Rahul Gandhi formally announced his resignation publicly as the president of the Congress on Wednesday. In a farewell note, posted on Twitter, Mr Gandhi said that he is stepping down, taking responsibility for the party’s loss in the 2019 Lok Sabha elections. He had, soon after the polls, told the Congress Working Committee of his intent to resign. But the CWC passed a resolution urging him to stay on. Other Congress leaders have tried hard to persuade him to change his mind, but Mr Gandhi has stayed firm.
Opting out of party presidency is Mr Gandhi’s call. But what is disturbing in the note is a reluctance to introspect, candidly, about the reasons for the electoral loss. He seems to suggest that victory of the Bharatiya Janata Party (BJP) is a result of (only) misuse of institutions and tremendous financial resources. This newspaper has been critical of the Election Commission’s conduct during the polls. But it is hard to deny that the election outcome reflected the deep faith a large section of the electorate had in Narendra Modi; the success of his welfare schemes and narrative of nationalism; the inability of the opposition to mount a counter narrative that resonated with citizens and its organisational hollowness and outmoded categories of politics. These are the areas the Congress will have to work on if it wants to mount a challenge. A wrong diagnosis will not lead to the correct prescription.

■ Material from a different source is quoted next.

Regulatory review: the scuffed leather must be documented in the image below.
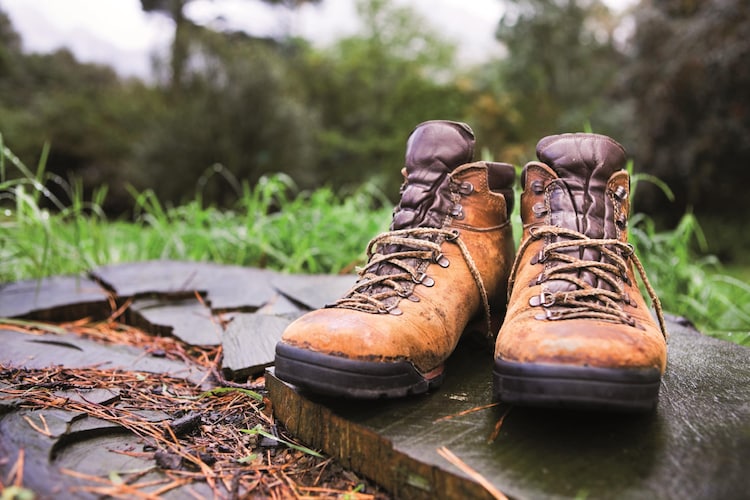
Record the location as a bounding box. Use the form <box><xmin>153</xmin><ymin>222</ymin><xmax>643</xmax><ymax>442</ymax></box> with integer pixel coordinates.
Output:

Mr Gandhi can have his assessment of what he sees as the dangers of the BJP’s rule – but then should he not have led from the front? It is also not clear what Mr Gandhi’s role will be in the future party set up. He makes it clear that he will continue to fight for his idea of India as a soldier of the Congress. But given his pre-eminent status – even without a formal office – will it not result in the emergence of multiple power centres in the party? The resignation may have ended one phase in Congress’ turbulent politics, but the next phase may well be more challenging.